H.K. SEMA & V.S. SIRPURKAR
(with Civil Appeal No.2702 of 2000) H.K. SEMA,J.
These appeals have a chequered history. We shall, however, notice few facts
leading to the filing of the present appeals, strictly for the purpose of
disposal of these appeals.
The Jammu and Kashmir Excise Act, 1901 (hereinafter the Act) was passed on
The Jammu and Kashmir Distillery Rules 1946 (hereinafter the Rules) were framed
On 5.9.1973, an order was passed by the Excise Commissioner under Rule 17 of
the Rules that charges on account of salary of Excise Department staff were to
be recovered from management at 50% of total expenses. This order was, however,
withdrawn on 1.4.1974. On 13.8.1981, the Excise Commissioner, withdrew the
exemption granted by an order dated 5-9-1973. By an order dated 10.9.1981, the
Excise Commissioner made a demand for payment of salaries of Excise personnel
posted at appellant's distillery. Notice of demand was issued on 6.10.1988. On
28.9.1981, the appellant filed first OWP No. 549 of 1981 challenging Rule 17 as
being ultra vires the Act. The High Court stayed the recovery proceedings. The
appellant has also filed Writ Petition No. 1208 of 1989 challenging the demand
made on October 6, 1989 on account of staff charges, which was dismissed by the
learned Single Judge by its order dated 27th September, 1990. Aggrieved
thereby, the appellant preferred LPA (W) No.159 of 1990, which was dismissed by
the Division Bench by the impugned order. Hence the present appeals.
Section 25 of the Act empowers the Government to frame rules.

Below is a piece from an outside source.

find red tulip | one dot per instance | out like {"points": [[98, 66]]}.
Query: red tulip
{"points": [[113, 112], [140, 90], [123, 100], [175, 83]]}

The relevant
portion for the present purpose reads:- "25. The Government may from time
to time frame rules- ..
(g) for the inspection and supervision of stills, distilleries, private
warehouses and breweries;
(o) generally to carry out the provisions of this Act or of any other law
for the time being in force and relating to the Excise revenue."
Rule 17 of the Rules is claimed to stream from Section 25, which has been
assailed as ultra vires the Act reads:- "The licensee shall, if required
by the Excise and Taxation Commissioner, make into the Government treasury such
payment as may be demanded on account of the salaries of the Government excise
establishment posted to the distillery, but he shall not make any direct
payment to any member of such establishment."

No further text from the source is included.